No es explicable cómo el pueblo, desde el momento en que es sometido, cae rápidamente en una especie tan profunda de olvido de la independencia que no es posible que se despierte para volverla a recuperar, sirviendo tan franca y tan voluntariamente, que se diría al verle, que no ha perdido su libertad, sino su esclavitud. Es verdad, que al principio se le sirve, coaccionado y vencido por la fuerza, pero los que vienen después, no habiendo conocido nunca la libertad, y no conociendo más que esta situación, sirven sin pena y hacen voluntariamente lo que sus predecesores habían hecho por coacción.

Esto es, los hombres nacen bajo el yugo y, después, nutridos y educados en la servidumbre, sin mirar más allá, se contentan con vivir como han nacido, y no piensan jamás en tener otro derecho, ni otro bien, que éste que han encontrado, y consideran como natural la situación de su nacimiento. Y, no obstante, no hay derecho tan pródigo y descuidado que alguna vez no examine sus libros para saber si goza de todos los derechos de su sucesión, o si se los han usurpado a él o a su antecesor. Pero, ciertamente, la costumbre, que tiene un gran poder sobre nosotros en todos los asuntos, no tiene en ningún otro tan grande influjo como el de enseñarnos a servir y hacernos aprender a tragar y no encontrar amargo el veneno de la servidumbre.
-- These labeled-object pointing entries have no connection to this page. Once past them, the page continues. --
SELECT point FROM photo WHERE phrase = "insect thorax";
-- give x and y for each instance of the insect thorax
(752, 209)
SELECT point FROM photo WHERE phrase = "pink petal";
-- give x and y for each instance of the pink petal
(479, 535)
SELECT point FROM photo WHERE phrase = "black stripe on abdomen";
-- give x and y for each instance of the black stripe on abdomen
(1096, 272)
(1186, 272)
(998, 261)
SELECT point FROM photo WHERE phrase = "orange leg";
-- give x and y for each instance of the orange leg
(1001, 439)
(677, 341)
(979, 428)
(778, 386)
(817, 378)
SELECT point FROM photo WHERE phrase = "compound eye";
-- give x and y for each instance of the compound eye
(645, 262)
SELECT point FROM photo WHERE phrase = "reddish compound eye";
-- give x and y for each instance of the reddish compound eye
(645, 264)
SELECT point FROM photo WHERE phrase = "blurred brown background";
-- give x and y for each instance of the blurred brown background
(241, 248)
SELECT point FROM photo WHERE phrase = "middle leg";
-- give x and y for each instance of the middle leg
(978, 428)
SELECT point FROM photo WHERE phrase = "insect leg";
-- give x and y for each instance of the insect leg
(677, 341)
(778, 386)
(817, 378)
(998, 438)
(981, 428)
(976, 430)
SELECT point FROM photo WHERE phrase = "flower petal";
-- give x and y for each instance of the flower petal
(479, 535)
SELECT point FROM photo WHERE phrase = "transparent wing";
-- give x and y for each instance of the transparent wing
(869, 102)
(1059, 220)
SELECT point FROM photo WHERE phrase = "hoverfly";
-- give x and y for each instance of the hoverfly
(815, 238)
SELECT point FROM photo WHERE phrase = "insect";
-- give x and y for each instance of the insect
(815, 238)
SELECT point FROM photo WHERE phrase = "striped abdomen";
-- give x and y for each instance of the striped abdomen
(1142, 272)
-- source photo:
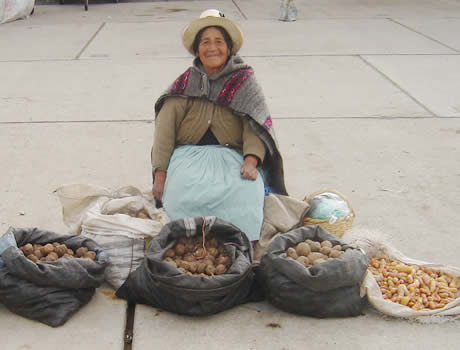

¿A qué fin todo esto? No es cierto que yo estime que la paz o el terror solucionen nada, ya que todos los países son contrarios a la esclavitud y desean ser libres, pero soy de la opinión que hay que tener lástima de aquellos que naciendo, se encuentran con el yugo al cuello y que, o bien se les excusa o bien se les perdona si, al no haber visto nunca más que la sombra de la libertad y no estando advertidos, no se dan cuenta del mal que significa ser esclavos. La naturaleza del hombre es ser libre y querer serlo, pero también su carácter es tal que, naturalmente, tiene la doblez que la educación le da.

Decimos por tanto: al hombre le son naturales todas las cosas de que se nutre y a las que más acostumbra, sin embargo, solamente es a lo sencillo a lo que su naturaleza simple y no alterada le llama. Por tanto, causa primera de la servidumbre voluntaria es la costumbre.

Siempre quedan algunos mejor nacidos que los otros que sienten el peso del yugo y no pueden abstenerse de sacudirlo; no se acostumbran jamás a la sujeción y jamás saben desprenderse de sus naturales privilegios ni dejan de acordarse de sus predecesores, ni de su primer ser. Estos son, desde luego, los que, teniendo el entendimiento claro y el espíritu clarividente, no se contentan como el pueblo bajo en mirar lo que está delante de sus pies, ni miran atrás ni adelante, ni consideran, pues, las cosas pasadas para juzgar las del porvenir, ni para medir las presentes; son los que, teniendo su cabeza bien hecha y habiéndola pulido por el estudio y el saber, aun cuando la libertad estuviera enteramente perdida, y totalmente fuera del mundo, ellos, imaginándola y sintiéndola en su espíritu y saboreándola aún, consideran que la servidumbre no es nunca digna de su aprecio, por bien que se la adorne.

En este lugar hay muchos de estos hombres y mujeres puertorriqueños y a ellos me dirijo alabando su coraje y determinación al luchar contra viento y marea por recuperar su verdadero ser y su libertad. Su deseo de recuperar su verdadera alma que no es otra que la española. Un saludo a todas estas personas que están forjando la semilla de un nuevo Puerto Rico que desea volver con los suyos, con sus hermanos, con España.